Literary Affairs recommends Robert Goolrick’s new novel Heading Out to Wonderful as the perfect sink-into-a-lounge-chair read for your last weeks of summer trips and stay-cations! For those who loved Goolrick’s previous novel A Reliable Wife, this richly imagined tale of forbidden passion set in small town U.S.A. in the years after World War II will not disappoint.


It is the summer of 1948 when a handsome, charismatic stranger, Charlie Beale, recently back from the war in Europe, shows up in the town of Brownsburg, a sleepy village of a few hundred people, nestled in the Valley of Virginia. All he has with him are two suitcases: one contains his few possessions, including a fine set of butcher knives; the other is full of money. A lot of money.

Finding work at the local butcher shop, Charlie befriends the owner and his family, including the owner’s son, Sam, who he is soon treating as though he were his own flesh and blood.
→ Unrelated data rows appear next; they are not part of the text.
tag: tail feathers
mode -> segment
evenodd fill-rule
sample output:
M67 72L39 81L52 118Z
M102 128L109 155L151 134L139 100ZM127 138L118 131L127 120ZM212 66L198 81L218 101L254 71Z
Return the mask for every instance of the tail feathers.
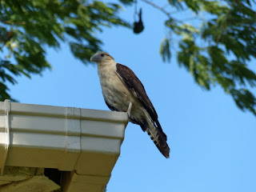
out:
M160 123L158 120L156 122L157 125L155 125L152 121L152 118L150 118L150 114L146 111L144 111L144 114L146 117L146 122L147 124L147 134L150 136L150 138L154 142L154 145L158 147L161 154L162 154L163 156L168 158L170 154L170 148L166 142L166 134L162 131Z
M170 148L166 142L166 134L162 131L161 132L153 123L148 126L146 130L161 154L169 158Z

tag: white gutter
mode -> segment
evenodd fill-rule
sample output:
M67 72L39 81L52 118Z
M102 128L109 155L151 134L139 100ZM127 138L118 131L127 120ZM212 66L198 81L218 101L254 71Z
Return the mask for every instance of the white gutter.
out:
M126 113L6 100L0 102L0 174L6 166L56 168L68 171L64 192L86 191L86 186L102 192L127 122Z

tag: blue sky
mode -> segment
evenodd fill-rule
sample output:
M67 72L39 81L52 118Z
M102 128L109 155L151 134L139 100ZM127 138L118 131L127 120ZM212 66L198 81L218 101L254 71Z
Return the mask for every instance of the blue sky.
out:
M123 17L133 21L134 8ZM256 191L256 118L238 109L220 87L207 92L174 58L163 63L159 45L165 15L143 5L145 30L122 27L98 34L103 50L130 67L144 84L168 136L170 158L158 151L138 126L129 123L110 192ZM173 55L175 57L175 55ZM66 45L48 50L51 71L18 78L12 96L23 103L106 110L97 67L75 59ZM255 90L254 90L255 94ZM86 162L85 162L86 163Z

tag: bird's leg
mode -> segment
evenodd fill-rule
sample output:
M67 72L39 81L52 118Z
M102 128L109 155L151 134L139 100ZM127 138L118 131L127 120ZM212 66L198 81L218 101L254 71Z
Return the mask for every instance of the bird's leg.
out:
M130 102L129 103L129 106L128 106L128 110L127 110L127 114L128 114L128 118L130 118L130 110L131 110L131 107L133 106L133 103Z

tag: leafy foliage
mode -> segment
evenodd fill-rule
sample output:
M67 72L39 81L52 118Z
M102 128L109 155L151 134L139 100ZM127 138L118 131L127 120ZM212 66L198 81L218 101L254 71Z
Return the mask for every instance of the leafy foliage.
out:
M50 65L46 48L58 48L67 42L74 55L84 63L100 50L95 37L103 26L129 25L119 18L121 6L99 1L1 0L0 4L0 100L14 100L6 82L14 77L42 74ZM129 4L131 1L123 1Z
M118 13L122 5L137 3L135 0L117 3L0 1L0 51L6 54L0 58L0 100L12 98L6 82L16 83L15 76L30 77L50 68L45 57L47 46L58 48L61 42L66 42L74 55L86 63L102 46L95 33L105 26L130 27ZM170 62L171 57L177 55L179 66L187 70L200 86L209 90L220 86L241 110L256 115L256 98L251 92L256 75L248 67L256 58L254 1L167 0L169 6L166 8L155 4L160 3L158 1L138 1L166 15L165 26L170 33L160 45L164 62ZM170 7L188 11L194 17L188 20L179 14L177 18L168 12ZM172 48L177 54L171 54Z
M256 58L256 12L251 8L253 2L170 2L177 9L189 8L201 22L201 27L196 27L167 15L166 26L181 39L179 65L190 71L202 87L210 90L212 86L221 86L241 110L256 115L255 96L246 88L255 88L256 82L255 73L248 67L249 62ZM200 18L199 13L205 13L207 19ZM162 44L163 61L169 49Z

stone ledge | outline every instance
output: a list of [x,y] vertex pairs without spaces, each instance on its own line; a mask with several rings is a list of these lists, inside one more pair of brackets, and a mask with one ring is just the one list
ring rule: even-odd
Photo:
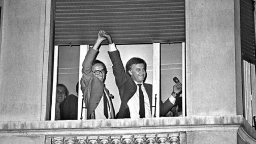
[[192,116],[143,119],[26,121],[0,122],[1,130],[136,128],[220,125],[245,126],[241,116]]

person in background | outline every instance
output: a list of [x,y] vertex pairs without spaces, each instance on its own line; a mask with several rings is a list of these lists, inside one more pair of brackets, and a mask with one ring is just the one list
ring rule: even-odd
[[[78,92],[78,83],[77,84],[77,92]],[[68,94],[68,90],[65,85],[57,84],[55,120],[77,119],[78,98],[73,95]]]
[[89,49],[83,63],[81,89],[87,107],[87,119],[114,118],[115,111],[112,98],[104,82],[106,68],[102,62],[95,59],[100,45],[106,38],[104,32],[100,31],[98,38],[92,48]]
[[64,101],[68,91],[64,85],[58,84],[56,88],[56,101],[55,105],[55,120],[60,120],[61,104]]
[[[78,95],[78,83],[77,84],[76,92]],[[60,106],[61,120],[77,119],[78,97],[71,94],[67,97]]]
[[179,97],[176,98],[175,106],[172,108],[165,115],[167,117],[181,117],[182,116],[182,97]]

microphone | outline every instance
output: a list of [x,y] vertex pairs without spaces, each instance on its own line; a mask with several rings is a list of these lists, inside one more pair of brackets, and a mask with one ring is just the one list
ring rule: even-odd
[[109,92],[108,90],[107,89],[107,88],[106,88],[106,87],[104,87],[104,90],[105,91],[105,92],[106,94],[107,95],[109,96],[109,97],[112,99],[114,99],[114,96],[112,95],[112,94],[109,94]]

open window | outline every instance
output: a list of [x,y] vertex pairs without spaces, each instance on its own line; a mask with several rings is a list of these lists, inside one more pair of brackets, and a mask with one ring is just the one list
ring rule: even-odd
[[[94,44],[97,38],[97,34],[101,29],[105,30],[111,34],[117,45],[118,49],[121,53],[123,52],[121,52],[124,50],[124,52],[126,51],[126,52],[124,53],[127,53],[127,52],[130,50],[129,50],[131,48],[127,48],[128,50],[126,50],[125,47],[126,47],[134,48],[132,48],[136,49],[136,51],[142,48],[141,50],[143,52],[142,53],[146,54],[148,57],[143,58],[141,56],[141,55],[138,56],[144,59],[148,64],[148,76],[147,81],[148,83],[152,84],[154,86],[154,86],[153,96],[155,94],[156,94],[157,97],[159,97],[160,95],[164,94],[166,95],[166,94],[171,92],[165,91],[167,89],[166,87],[163,88],[163,88],[162,88],[163,86],[166,85],[166,83],[168,80],[167,80],[169,79],[163,78],[164,79],[160,80],[160,78],[164,77],[161,76],[161,75],[166,75],[170,72],[173,73],[176,70],[179,71],[179,72],[181,73],[178,75],[178,76],[176,76],[178,77],[181,82],[183,82],[184,87],[184,88],[185,88],[185,79],[182,77],[183,76],[185,77],[185,45],[184,43],[182,43],[185,42],[185,0],[161,0],[146,2],[131,0],[119,2],[101,0],[93,2],[86,1],[74,2],[71,0],[61,0],[55,1],[54,45],[56,46],[54,51],[55,66],[54,66],[54,69],[55,70],[54,71],[54,74],[53,74],[53,77],[55,77],[53,78],[52,83],[52,97],[51,98],[52,100],[51,110],[52,115],[54,109],[53,106],[54,105],[53,101],[55,98],[54,93],[56,90],[54,86],[57,83],[66,81],[72,81],[72,84],[67,84],[71,86],[74,85],[74,81],[77,81],[78,79],[78,81],[80,81],[81,75],[78,73],[81,71],[81,63],[88,48],[90,45]],[[173,45],[175,45],[175,44],[178,44],[178,45],[179,45],[178,47],[179,48],[177,48],[180,49],[179,50],[180,53],[182,52],[180,54],[183,52],[184,57],[183,58],[182,56],[180,57],[179,58],[180,60],[178,63],[178,64],[169,62],[168,61],[168,60],[164,61],[166,58],[162,59],[162,55],[164,55],[161,53],[173,54],[176,52],[173,53],[168,51],[172,51],[174,49],[175,49],[173,48],[174,46]],[[108,46],[104,45],[106,44],[106,43],[103,43],[103,45],[102,46],[102,47],[106,46],[108,47],[101,48],[101,52],[97,58],[106,63],[105,64],[109,72],[105,83],[107,83],[107,85],[108,80],[107,79],[109,78],[111,79],[113,77],[111,78],[112,64],[109,65],[108,63],[108,61],[110,62],[108,56],[105,54],[106,52],[102,52],[105,50],[107,51],[108,49]],[[78,47],[77,48],[74,48],[77,46]],[[61,50],[65,49],[63,48],[65,47],[73,49],[76,48],[76,51],[79,52],[79,55],[71,56],[70,55],[72,54],[71,54],[67,55],[69,56],[80,58],[79,67],[76,67],[77,66],[68,66],[66,68],[59,66],[61,62],[59,60],[58,62],[56,62],[58,59],[57,58],[58,57],[60,57],[60,54],[62,52]],[[165,48],[168,47],[171,48]],[[137,48],[135,48],[136,47]],[[163,50],[162,47],[163,48]],[[69,51],[70,50],[67,50]],[[147,53],[152,54],[147,54],[148,53],[143,52],[145,50]],[[130,52],[130,53],[131,53]],[[105,57],[107,58],[101,58],[105,57],[101,56],[101,54],[103,53],[105,54]],[[132,54],[131,54],[127,58],[133,57]],[[165,56],[168,57],[167,55],[165,55]],[[123,57],[125,58],[123,56],[121,55],[121,57],[122,58]],[[101,58],[103,59],[101,59]],[[123,63],[125,64],[127,61],[122,60]],[[161,63],[162,61],[164,62]],[[58,67],[57,66],[58,64]],[[179,67],[178,68],[173,67],[177,65]],[[165,69],[162,70],[163,68]],[[79,69],[78,72],[77,70]],[[66,72],[63,72],[62,74],[60,73],[65,70]],[[78,78],[70,80],[61,79],[61,77],[65,77],[65,75],[71,75],[67,73],[72,73],[71,71],[73,70],[75,71],[74,73],[76,74],[73,74],[73,76],[68,78],[71,78],[75,75],[76,75],[77,77],[78,75],[79,76]],[[68,71],[67,72],[67,71]],[[59,74],[57,75],[57,74],[58,73]],[[183,73],[184,73],[184,74],[182,74]],[[56,76],[55,76],[55,75]],[[171,78],[172,79],[173,77]],[[55,79],[56,80],[55,80]],[[115,86],[115,84],[113,84],[114,80],[112,80],[111,81],[111,84]],[[164,81],[165,82],[163,83],[161,82]],[[173,83],[172,80],[171,82]],[[80,90],[80,85],[79,87]],[[113,89],[113,91],[118,94],[117,88],[115,88]],[[74,90],[71,91],[74,91]],[[183,91],[183,93],[185,93],[185,90]],[[118,95],[114,93],[113,94],[117,96],[115,97],[115,99],[119,98],[118,98],[119,97]],[[79,92],[79,119],[80,117],[80,113],[82,109],[82,99],[80,98],[82,97],[80,97],[82,95],[81,93]],[[159,101],[160,98],[159,97],[157,98],[157,100]],[[163,96],[161,98],[164,101],[166,99],[166,99],[166,97]],[[185,99],[183,99],[183,104],[185,105]],[[153,101],[155,99],[154,99]],[[113,102],[114,103],[115,100]],[[114,105],[117,107],[115,108],[116,112],[117,112],[120,105],[114,104]],[[157,108],[157,107],[156,107]],[[185,107],[183,107],[183,108],[185,108]],[[159,114],[156,115],[158,115]],[[82,115],[84,115],[83,114]]]

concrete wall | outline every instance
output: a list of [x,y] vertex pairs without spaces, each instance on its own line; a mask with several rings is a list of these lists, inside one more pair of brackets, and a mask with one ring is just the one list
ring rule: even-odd
[[188,132],[187,133],[187,143],[208,144],[241,143],[237,142],[237,133],[235,131]]
[[0,121],[40,120],[46,2],[3,1]]
[[186,2],[187,115],[236,115],[234,1]]
[[44,136],[1,137],[0,137],[0,141],[1,143],[6,144],[45,144],[45,138]]

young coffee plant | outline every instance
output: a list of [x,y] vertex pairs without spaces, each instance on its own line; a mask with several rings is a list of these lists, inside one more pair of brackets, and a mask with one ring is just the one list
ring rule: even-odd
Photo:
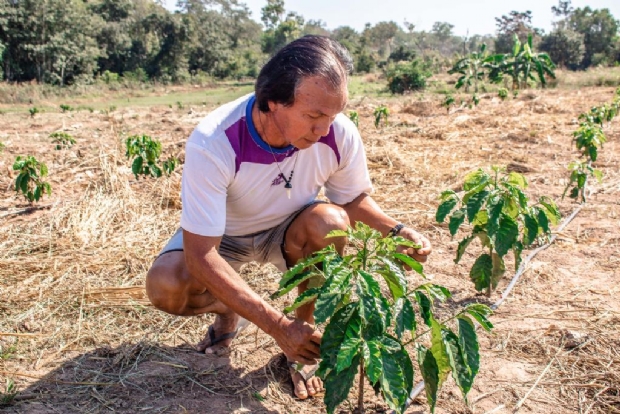
[[75,145],[75,139],[66,132],[52,132],[50,134],[52,138],[52,144],[56,144],[56,149],[67,149]]
[[163,170],[159,164],[161,156],[161,142],[152,139],[148,135],[133,135],[125,140],[125,155],[128,159],[133,159],[131,171],[136,179],[140,176],[151,176],[159,178],[162,173],[172,174],[178,161],[169,158],[163,163]]
[[499,90],[497,91],[497,96],[499,96],[499,98],[502,101],[505,101],[506,98],[508,98],[508,89],[506,89],[506,88],[499,88]]
[[381,119],[383,119],[385,126],[388,125],[388,116],[390,115],[390,110],[387,108],[387,106],[378,106],[377,108],[375,108],[373,115],[375,116],[375,128],[379,128],[379,125],[381,124]]
[[47,176],[47,166],[35,157],[18,156],[13,164],[13,170],[19,174],[15,179],[15,191],[21,192],[31,203],[39,201],[43,194],[52,194],[52,186],[43,181]]
[[569,197],[585,203],[586,183],[588,177],[594,177],[599,183],[603,179],[603,173],[592,166],[598,158],[599,149],[607,141],[603,128],[605,123],[610,123],[620,110],[620,88],[616,91],[611,104],[595,106],[590,112],[579,115],[579,128],[573,132],[577,150],[581,153],[581,161],[573,161],[568,165],[570,179],[562,198],[570,189]]
[[482,169],[469,173],[462,196],[452,190],[441,193],[437,221],[443,223],[452,212],[448,224],[452,236],[465,220],[472,226],[471,233],[459,243],[454,262],[461,260],[476,238],[488,251],[476,259],[469,272],[476,290],[486,289],[488,296],[506,271],[504,256],[512,250],[515,269],[518,268],[523,249],[550,234],[549,223],[557,224],[560,220],[560,212],[549,197],[543,196],[537,204],[529,205],[526,187],[523,175],[492,167],[491,174]]
[[446,111],[450,113],[450,108],[454,105],[454,102],[456,102],[456,100],[454,99],[454,96],[446,95],[446,98],[443,101],[441,101],[441,106],[446,108]]
[[[284,311],[315,301],[315,322],[326,324],[316,375],[325,384],[327,412],[333,413],[347,399],[359,372],[360,412],[368,380],[392,409],[402,413],[413,388],[408,345],[414,347],[431,411],[449,373],[466,397],[480,360],[474,320],[484,329],[492,328],[487,320],[490,309],[480,304],[464,308],[448,319],[458,328],[451,329],[448,321],[437,320],[434,308],[434,300],[446,300],[450,292],[430,283],[409,286],[405,266],[424,276],[420,263],[400,253],[402,248],[416,247],[411,241],[384,238],[359,222],[355,228],[332,231],[328,237],[347,237],[352,253],[340,256],[333,245],[316,252],[286,272],[272,296],[282,296],[309,281],[308,290]],[[416,315],[428,327],[425,332],[417,333]],[[430,341],[425,344],[426,334]]]
[[357,111],[349,111],[349,119],[355,124],[356,127],[359,127],[360,116]]

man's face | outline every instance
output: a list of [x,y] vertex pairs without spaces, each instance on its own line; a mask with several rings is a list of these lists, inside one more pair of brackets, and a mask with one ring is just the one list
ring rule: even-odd
[[320,77],[301,81],[292,106],[269,102],[274,124],[286,145],[305,149],[329,133],[336,115],[347,105],[347,85],[339,88]]

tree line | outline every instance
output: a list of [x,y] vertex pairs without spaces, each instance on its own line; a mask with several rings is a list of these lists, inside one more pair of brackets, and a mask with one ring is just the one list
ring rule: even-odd
[[255,77],[270,55],[305,34],[340,41],[359,73],[414,59],[444,71],[482,43],[507,52],[515,34],[522,41],[533,34],[537,47],[568,69],[620,62],[619,22],[608,9],[560,0],[552,10],[558,20],[550,33],[533,27],[530,11],[512,11],[496,18],[494,36],[463,37],[447,22],[430,31],[407,21],[328,30],[287,11],[284,0],[266,0],[261,23],[239,0],[178,0],[175,11],[158,0],[0,0],[0,79],[67,85]]

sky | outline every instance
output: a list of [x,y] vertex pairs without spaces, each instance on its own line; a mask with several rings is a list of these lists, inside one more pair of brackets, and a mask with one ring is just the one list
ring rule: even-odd
[[[172,10],[176,0],[164,0],[166,7]],[[252,12],[252,18],[260,22],[261,8],[266,0],[240,0]],[[448,22],[454,25],[453,33],[459,36],[467,34],[494,34],[495,17],[507,15],[512,10],[532,12],[534,27],[545,32],[552,29],[555,16],[551,6],[557,0],[519,0],[503,2],[499,0],[285,0],[286,11],[294,11],[306,20],[322,20],[328,29],[339,26],[351,26],[361,32],[366,23],[376,24],[381,21],[394,21],[404,28],[405,20],[415,24],[415,30],[430,31],[435,22]],[[609,9],[620,20],[620,0],[573,0],[574,8],[590,6],[592,9]]]

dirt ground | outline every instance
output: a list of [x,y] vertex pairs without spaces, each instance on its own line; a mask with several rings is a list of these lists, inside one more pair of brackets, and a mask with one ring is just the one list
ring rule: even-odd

And it is through the shop that Charlie gradually meets all the townsfolk, including Boaty Glass, Brownsburg’s wealthiest citizen, and most significantly, Boaty’s beautiful teenage bride, Sylvan.

This last encounter sets in motion the events that give Goolrick’s powerful tale the stark, emotional impact that thrilled fans of his previous novel, A Reliable Wife. Charlie’s attraction to Sylvan Glass turns first to lust and then to a need to possess her, a need so basic it becomes an all-consuming passion that threatens to destroy everything and everyone in its path.


Robert Goolrick is the author of one previous novel, the highly acclaimed A Reliable Wife, and a memoir, The End of The World as We Know It. Much like A Reliable Wife, Heading out To Wonderful draws on Goolrick’s upbringing in the Shenandoah Valley of Virginia, a place where, he writes, “the chief preoccupations were drinking bourbon and telling complex anecdotes, stories about people who lived down the road, stories about ancestors who had died a hundred years before.” This mixture of past and present, this sense of rich shared history and deep ties to the landscape, is a driving passion in Goolrick’s writing, which is pervaded with a sense of mystery and awe. These traits place Goolrick squarely within the great legacy of Southern Gothic writers from Eudora Welty to Tennessee Williams. As Goolrick notes, “For southerners, the past is as real as the present; it is not even past, as Faulkner said.”